Artificial intelligence reshapes the American labor market – and young technology workers feel.
“It is true that AI is starting to appear more clearly in the data,” wrote Jan Hatzius, chief economist of Goldman Sachs, in a note on Monday.
Goldman’s analysis shows that the share of the technological sector on the American employment market culminated in November 2022 – when Chatgpt was launched – and has since fallen below its long -term trend.
The impact was particularly clear for young technology workers. The unemployment rate of children aged 20 to 30 in technology has increased by almost 3 percentage points since the beginning of 2024, more than four times the increase in the overall unemployment rate.
This Spike is still another sign that generating AI begins to move jobs in white collar, especially among workers at the start of their career.
“Although it is still a small part of the global American labor market, we believe that generative AI will eventually move 6 to 7% of all American workers,” wrote Hatzius.
Goldman expects this change to happen during the next decade. The company provides that the impact of advanced unemployment will be limited to a percentage point of 0.5 “manageable”, because other industries absorb many displaced workers.
The report comes in the midst of increasing concerns concerning the weakness of the American labor market.
The American economy added only 73,000 jobs in July, well below 106,000 expected by economists, according to data from the Bureau of Labor Statistics on Friday. Employment growth for May and June has also been revised heavily lower.

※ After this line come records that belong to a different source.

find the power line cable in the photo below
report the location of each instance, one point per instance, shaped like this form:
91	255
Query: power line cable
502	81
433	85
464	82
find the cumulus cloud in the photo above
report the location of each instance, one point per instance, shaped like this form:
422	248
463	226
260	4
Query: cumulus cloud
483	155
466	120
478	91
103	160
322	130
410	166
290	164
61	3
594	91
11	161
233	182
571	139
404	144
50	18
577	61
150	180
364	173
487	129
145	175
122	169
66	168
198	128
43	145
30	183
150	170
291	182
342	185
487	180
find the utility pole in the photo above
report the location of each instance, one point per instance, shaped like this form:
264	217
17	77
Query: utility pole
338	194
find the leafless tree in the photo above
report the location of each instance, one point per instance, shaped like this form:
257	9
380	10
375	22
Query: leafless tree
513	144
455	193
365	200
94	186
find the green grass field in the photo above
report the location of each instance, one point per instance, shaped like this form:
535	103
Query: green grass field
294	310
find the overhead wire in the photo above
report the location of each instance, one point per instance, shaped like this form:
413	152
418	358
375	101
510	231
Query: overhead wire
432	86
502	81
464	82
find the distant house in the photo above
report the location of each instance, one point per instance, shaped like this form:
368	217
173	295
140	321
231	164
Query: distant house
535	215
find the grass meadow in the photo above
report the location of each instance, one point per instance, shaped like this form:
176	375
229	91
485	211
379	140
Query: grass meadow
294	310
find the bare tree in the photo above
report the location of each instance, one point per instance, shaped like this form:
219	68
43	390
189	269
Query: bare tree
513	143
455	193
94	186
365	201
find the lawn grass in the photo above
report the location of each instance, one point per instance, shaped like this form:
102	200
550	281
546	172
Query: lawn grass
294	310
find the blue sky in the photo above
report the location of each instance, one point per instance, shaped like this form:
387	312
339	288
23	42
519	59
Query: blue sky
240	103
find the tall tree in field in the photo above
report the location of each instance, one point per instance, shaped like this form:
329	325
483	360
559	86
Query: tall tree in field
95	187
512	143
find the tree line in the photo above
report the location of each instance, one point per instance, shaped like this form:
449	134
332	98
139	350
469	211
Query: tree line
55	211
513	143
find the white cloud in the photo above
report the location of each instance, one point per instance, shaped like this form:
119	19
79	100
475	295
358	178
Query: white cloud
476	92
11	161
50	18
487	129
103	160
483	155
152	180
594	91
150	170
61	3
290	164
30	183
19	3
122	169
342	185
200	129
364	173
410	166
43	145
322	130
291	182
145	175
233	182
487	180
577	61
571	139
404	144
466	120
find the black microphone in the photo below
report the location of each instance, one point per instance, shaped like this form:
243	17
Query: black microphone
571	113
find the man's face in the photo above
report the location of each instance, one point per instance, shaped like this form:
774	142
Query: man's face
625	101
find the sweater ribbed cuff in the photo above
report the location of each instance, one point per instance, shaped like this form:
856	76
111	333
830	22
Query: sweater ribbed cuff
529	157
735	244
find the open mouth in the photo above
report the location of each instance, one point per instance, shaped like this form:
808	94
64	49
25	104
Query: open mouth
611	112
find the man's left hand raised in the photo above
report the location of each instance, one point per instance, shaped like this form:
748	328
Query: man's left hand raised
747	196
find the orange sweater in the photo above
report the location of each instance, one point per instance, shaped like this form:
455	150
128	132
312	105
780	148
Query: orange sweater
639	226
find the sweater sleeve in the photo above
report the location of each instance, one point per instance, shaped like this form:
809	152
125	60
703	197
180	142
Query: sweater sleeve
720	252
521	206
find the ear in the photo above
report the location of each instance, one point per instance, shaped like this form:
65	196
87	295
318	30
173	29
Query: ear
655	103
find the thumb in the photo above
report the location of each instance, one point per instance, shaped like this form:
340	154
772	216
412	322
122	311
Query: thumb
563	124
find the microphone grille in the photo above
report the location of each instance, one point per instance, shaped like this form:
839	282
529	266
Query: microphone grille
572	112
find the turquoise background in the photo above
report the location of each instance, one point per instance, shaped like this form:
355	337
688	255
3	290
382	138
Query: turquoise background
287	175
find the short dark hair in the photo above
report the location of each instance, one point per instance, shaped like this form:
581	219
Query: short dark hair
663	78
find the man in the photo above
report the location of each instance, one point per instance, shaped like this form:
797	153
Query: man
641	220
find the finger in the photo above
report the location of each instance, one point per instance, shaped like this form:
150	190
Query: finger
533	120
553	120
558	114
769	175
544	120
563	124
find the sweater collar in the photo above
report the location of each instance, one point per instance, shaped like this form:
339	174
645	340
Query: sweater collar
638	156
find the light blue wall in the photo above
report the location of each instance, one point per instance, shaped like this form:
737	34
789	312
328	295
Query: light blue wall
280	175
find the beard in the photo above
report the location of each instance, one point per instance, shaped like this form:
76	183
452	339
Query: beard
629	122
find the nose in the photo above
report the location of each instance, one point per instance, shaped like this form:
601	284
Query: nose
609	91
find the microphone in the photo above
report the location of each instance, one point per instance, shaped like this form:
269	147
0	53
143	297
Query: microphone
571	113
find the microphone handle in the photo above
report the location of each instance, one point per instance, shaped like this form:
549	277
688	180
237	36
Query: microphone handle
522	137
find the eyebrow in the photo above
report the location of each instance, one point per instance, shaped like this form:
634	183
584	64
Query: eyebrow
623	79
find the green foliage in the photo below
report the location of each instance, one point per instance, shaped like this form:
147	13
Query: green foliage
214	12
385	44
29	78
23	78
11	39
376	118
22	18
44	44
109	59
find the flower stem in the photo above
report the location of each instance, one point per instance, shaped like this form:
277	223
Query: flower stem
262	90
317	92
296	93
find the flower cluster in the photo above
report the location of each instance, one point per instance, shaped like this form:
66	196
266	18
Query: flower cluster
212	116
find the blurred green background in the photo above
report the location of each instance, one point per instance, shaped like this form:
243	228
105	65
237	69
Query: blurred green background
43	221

“Friday’s employment numbers have strengthened our opinion that the growth of the United States is close to the dropout speed-a pace below which the labor market is weakened in a self-reinforced manner,” wrote Hatzius.
Despite the impact of AI, Hatzius highlighted a larger short-term problem: a slowdown in the growth of the United States, which he partially attributes to higher prices.
Goldman estimates that real GDP increased to an annualized rate of 1.2% in the first half. Analysts wrote that they expect an “equally slow rhythm” in the second period.
“Although the relaxation of financial conditions and the collection of business confidence should support growth, real relating income and consumer expenditure should increase very slowly, not only because of the weakness of employment growth, but also because most of the passing passes at consumer prices are still in advance on us,” Hatzius wrote.
Technological leaders warned a job cliff induced by AI. In May, the anthropogenic CEO Dario Amodei said that AI could eliminate 50% of entry -level jobs and white passes Over the next five years.